Prof. Henning Schulzrinne is Julian Clarence Levi Professor of Computer Science at Columbia University. He received his undergraduate degree in economics and electrical engineering from the Darmstadt University of Technology, Germany, his MSEE degree as a Fulbright scholar from the University of Cincinnati, Ohio and his Ph.D. from the University of Massachusetts in Amherst, Massachusetts. He was a member of technical staff at AT&T Bell Laboratories, Murray Hill and an associate department head at GMD-Fokus (Berlin), before joining the Computer Science and Electrical Engineering departments at Columbia University, New York. From 2010 to 2017, he served as Engineering Fellow, Technology Advisor, and Chief Technology Officer at the US Federal Communications Commission (FCC). In 2019-2020, he worked as a Technology Fellow in the US Senate.
Protocols co-developed by him, such as RTP, RTSP and SIP, are used by almost all Internet telephony and multimedia applications.

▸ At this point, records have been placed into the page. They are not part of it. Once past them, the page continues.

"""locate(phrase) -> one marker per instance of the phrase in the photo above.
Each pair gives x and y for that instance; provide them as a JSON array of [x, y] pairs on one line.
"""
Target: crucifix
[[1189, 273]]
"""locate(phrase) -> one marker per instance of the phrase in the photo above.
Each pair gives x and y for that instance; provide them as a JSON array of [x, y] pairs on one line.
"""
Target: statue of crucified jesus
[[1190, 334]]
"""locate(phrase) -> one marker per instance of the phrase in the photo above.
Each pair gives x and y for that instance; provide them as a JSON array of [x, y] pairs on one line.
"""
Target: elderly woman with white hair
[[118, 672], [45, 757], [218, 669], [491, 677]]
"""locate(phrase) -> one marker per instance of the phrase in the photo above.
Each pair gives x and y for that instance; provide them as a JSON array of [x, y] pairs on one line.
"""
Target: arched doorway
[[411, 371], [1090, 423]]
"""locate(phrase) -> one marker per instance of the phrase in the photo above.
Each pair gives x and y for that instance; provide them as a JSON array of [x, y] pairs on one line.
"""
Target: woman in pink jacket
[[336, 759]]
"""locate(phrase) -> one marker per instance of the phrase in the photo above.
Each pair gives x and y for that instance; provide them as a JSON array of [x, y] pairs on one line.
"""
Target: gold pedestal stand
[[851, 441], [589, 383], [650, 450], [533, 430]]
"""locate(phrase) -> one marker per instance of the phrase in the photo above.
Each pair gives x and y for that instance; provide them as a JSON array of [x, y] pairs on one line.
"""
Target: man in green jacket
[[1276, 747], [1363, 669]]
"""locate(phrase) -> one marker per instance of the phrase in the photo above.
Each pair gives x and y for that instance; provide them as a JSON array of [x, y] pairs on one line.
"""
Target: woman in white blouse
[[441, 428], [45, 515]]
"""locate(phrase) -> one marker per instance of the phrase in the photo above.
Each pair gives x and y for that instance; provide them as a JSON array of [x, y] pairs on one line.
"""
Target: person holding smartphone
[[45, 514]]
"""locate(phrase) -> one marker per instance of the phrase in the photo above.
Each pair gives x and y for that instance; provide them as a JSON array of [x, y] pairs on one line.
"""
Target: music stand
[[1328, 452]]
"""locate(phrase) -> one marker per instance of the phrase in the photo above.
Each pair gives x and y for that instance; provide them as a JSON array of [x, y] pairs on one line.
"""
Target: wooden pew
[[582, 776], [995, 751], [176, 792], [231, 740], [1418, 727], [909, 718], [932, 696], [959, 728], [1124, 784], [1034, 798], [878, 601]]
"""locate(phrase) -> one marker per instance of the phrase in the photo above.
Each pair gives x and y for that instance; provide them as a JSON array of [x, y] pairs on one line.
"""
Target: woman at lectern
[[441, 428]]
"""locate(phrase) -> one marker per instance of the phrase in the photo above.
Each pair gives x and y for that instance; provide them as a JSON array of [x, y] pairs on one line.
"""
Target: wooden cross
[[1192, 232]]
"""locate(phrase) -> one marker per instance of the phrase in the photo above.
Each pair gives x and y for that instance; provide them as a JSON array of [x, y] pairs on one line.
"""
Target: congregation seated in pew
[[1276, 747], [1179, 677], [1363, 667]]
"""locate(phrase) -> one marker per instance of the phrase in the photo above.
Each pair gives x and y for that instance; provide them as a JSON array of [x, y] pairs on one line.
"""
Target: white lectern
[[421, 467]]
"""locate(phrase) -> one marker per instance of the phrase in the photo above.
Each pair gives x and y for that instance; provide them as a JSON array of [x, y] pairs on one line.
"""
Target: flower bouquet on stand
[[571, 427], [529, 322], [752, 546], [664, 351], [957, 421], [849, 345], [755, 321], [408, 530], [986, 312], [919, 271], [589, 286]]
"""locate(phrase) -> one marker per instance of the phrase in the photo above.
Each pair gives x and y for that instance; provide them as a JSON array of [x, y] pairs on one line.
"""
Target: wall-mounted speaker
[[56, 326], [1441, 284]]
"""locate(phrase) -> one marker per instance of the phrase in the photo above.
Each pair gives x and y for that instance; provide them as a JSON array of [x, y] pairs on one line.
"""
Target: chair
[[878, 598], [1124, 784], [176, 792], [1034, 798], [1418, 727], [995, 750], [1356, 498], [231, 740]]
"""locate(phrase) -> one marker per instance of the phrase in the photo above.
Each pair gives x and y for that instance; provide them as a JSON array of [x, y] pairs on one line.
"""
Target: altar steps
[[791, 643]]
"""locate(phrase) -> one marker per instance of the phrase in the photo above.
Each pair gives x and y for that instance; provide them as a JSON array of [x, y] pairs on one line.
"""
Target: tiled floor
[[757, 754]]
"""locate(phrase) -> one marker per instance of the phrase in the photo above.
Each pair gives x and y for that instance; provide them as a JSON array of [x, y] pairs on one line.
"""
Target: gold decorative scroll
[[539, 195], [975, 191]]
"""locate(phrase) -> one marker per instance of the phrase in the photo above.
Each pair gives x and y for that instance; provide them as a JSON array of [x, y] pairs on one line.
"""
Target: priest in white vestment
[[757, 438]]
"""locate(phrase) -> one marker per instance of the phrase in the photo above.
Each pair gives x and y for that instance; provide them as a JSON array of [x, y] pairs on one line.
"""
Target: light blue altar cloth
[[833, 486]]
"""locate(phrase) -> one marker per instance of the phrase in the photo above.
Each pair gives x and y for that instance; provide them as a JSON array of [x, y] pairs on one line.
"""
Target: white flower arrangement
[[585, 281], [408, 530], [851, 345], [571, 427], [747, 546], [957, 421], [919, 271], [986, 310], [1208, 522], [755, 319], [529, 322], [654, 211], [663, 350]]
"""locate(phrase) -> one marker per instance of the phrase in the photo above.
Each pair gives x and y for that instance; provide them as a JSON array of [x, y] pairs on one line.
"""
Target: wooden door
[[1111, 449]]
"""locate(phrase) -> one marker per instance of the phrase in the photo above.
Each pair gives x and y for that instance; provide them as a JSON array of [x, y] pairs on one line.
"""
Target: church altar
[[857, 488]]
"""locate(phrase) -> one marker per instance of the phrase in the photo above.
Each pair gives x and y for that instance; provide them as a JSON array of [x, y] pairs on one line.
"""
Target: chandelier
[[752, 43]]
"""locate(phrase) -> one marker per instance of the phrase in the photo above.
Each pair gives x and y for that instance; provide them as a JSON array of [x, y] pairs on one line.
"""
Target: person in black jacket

He is a Fellow of the ACM and IEEE, has received the New York City Mayor’s Award for Excellence in Science and Technology, the VON Pioneer Award, TCCC service award, IEEE Internet Award, IEEE Region 1 William Terry Award for Lifetime Distinguished Service to IEEE, the UMass Computer Science Outstanding Alumni recognition, and is a member of the Internet Hall of Fame.

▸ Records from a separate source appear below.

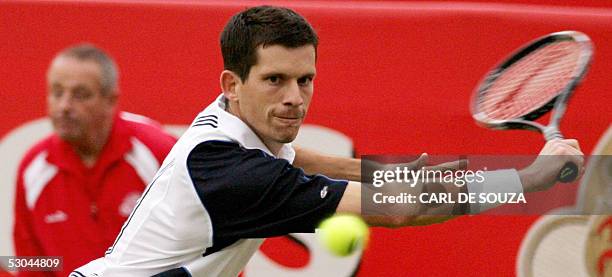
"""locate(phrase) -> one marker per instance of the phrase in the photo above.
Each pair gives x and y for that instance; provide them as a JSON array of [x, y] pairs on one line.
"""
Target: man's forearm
[[334, 167]]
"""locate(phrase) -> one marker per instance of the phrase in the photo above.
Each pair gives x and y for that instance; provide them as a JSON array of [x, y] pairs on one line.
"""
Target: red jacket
[[64, 209]]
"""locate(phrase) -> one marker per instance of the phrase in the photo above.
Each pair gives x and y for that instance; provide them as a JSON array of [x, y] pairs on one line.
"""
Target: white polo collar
[[240, 132]]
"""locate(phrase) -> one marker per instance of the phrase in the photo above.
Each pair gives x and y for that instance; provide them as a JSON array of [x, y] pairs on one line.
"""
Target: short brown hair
[[262, 26]]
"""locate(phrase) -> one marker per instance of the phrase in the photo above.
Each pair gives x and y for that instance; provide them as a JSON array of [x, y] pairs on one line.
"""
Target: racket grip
[[568, 173]]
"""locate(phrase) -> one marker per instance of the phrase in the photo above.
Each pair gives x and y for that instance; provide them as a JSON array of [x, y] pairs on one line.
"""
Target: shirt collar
[[239, 131]]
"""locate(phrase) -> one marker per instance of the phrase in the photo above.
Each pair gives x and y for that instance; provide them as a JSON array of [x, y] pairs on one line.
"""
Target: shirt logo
[[128, 204], [56, 217], [324, 192]]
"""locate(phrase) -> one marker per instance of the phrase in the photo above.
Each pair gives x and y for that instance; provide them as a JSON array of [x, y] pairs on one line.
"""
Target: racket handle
[[568, 173]]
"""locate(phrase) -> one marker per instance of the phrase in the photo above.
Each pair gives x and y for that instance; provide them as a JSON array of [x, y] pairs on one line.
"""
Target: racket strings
[[531, 82]]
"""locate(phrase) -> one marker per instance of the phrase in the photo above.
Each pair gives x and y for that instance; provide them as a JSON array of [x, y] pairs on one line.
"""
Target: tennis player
[[229, 182]]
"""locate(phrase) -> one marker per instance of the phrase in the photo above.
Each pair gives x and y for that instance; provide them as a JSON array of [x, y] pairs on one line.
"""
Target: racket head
[[528, 83]]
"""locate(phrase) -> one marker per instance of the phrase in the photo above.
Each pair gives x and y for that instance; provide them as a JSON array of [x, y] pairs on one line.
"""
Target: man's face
[[75, 102], [274, 99]]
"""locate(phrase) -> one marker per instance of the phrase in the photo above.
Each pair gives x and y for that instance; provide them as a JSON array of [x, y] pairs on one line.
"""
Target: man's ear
[[229, 80]]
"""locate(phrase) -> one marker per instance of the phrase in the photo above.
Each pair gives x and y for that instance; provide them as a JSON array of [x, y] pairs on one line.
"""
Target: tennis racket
[[535, 79]]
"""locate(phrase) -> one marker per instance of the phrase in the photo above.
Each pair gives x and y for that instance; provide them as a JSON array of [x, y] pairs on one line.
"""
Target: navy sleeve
[[250, 194]]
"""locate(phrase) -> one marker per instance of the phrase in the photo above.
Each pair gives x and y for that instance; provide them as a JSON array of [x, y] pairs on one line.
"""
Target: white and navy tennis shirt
[[219, 192]]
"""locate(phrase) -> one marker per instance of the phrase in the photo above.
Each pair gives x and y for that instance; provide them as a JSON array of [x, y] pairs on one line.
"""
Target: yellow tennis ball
[[343, 234]]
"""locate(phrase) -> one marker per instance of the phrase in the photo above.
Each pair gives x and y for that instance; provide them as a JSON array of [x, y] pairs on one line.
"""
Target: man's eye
[[56, 93], [304, 81], [82, 95], [274, 79]]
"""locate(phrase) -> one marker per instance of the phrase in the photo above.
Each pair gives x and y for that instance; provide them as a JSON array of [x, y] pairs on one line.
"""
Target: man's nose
[[64, 102], [293, 95]]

Currently, many IoT systems are limited in size and scope, with maybe a few dozen devices. However, building automation, intelligent transportation and global environmental monitoring creates systems that span multiple administrative domains and may contain tens of thousands of sensors and actuators. The developer may no longer be operating the devices, or even know much about their physical location or hardware configuration. Currently, most devices expose a simple query-and-set model, via CoAP, MQTT or HTTP, and are identified by their network address or an arbitrary domain name with uncertain semantics. Even concepts like named data networking (NDN) or blockchains are unlikely to improve the developer experience. These challenges validate the old saying that “there are only two hard things in Computer Science: cache invalidation and naming things.” IoT systems are particularly hard since future use of data is very speculative, and since human-centric names, as for web sites, are harder to come by.

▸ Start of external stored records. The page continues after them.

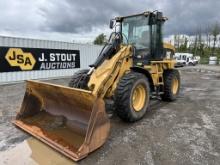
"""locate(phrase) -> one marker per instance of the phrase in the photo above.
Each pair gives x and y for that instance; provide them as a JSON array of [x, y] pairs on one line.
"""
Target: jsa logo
[[16, 57]]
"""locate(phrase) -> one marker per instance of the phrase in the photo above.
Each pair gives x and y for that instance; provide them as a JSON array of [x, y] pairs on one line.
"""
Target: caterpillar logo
[[24, 60]]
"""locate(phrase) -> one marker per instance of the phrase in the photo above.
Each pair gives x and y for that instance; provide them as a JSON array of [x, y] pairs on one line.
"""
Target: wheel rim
[[139, 97], [175, 85]]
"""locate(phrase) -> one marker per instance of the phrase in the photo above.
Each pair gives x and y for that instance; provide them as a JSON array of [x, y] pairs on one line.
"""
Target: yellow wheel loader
[[131, 67]]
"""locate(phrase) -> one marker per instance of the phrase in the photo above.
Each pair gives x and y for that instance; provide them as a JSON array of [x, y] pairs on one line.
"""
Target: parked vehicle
[[185, 59]]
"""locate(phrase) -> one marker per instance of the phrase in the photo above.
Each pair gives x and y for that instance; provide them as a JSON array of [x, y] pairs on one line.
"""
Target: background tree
[[100, 39]]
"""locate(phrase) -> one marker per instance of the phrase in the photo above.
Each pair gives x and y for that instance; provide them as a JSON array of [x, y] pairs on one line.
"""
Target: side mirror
[[111, 24]]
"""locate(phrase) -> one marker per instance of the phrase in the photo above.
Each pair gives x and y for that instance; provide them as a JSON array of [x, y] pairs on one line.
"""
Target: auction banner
[[27, 59]]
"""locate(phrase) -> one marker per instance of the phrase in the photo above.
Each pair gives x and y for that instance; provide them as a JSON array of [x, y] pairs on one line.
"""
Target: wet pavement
[[186, 131]]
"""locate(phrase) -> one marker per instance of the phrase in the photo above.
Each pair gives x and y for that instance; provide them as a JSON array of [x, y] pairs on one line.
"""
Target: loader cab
[[144, 32]]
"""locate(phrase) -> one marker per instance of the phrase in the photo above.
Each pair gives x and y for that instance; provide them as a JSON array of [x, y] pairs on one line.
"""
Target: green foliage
[[100, 39]]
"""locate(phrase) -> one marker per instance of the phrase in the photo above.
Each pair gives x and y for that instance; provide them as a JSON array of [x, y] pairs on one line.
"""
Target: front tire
[[171, 85], [80, 79], [132, 96]]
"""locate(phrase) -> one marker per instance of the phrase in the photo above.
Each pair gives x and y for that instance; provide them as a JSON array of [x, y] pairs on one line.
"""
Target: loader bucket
[[70, 120]]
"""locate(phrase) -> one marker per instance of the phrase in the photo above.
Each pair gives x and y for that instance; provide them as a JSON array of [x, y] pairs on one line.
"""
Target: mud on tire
[[124, 93]]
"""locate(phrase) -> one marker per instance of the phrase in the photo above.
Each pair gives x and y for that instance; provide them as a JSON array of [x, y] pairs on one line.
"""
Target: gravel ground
[[186, 131]]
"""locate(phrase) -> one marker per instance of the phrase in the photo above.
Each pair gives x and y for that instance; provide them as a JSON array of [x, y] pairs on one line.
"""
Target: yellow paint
[[175, 86], [139, 97], [104, 79]]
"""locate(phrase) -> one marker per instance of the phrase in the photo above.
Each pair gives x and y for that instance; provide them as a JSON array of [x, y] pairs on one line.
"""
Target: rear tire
[[171, 85], [132, 97], [80, 79]]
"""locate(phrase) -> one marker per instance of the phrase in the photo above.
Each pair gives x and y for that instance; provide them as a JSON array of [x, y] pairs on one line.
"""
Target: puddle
[[33, 152]]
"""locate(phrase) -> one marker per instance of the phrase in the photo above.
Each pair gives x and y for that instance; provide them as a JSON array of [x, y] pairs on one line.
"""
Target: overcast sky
[[82, 20]]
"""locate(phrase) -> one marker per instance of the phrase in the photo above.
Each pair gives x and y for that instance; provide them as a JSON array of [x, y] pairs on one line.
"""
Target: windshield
[[136, 31]]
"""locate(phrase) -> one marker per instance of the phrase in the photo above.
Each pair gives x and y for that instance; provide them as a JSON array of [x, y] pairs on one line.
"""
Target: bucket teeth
[[70, 120]]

We have been exploring an abstraction model, SenSQL, that reduces the amount of data transmitted across networks by treating devices and edge resources as a collection of SQL time series data stores. This presents a familiar programming model to application developers and makes it easy to unify both current and historical data. Geographic sharding allows programmers to find relevant data without having to know the network addresses or domain names of devices. This edge computing model allows “lazy evaluation”, where data is only transmitted across the network if it is actually needed.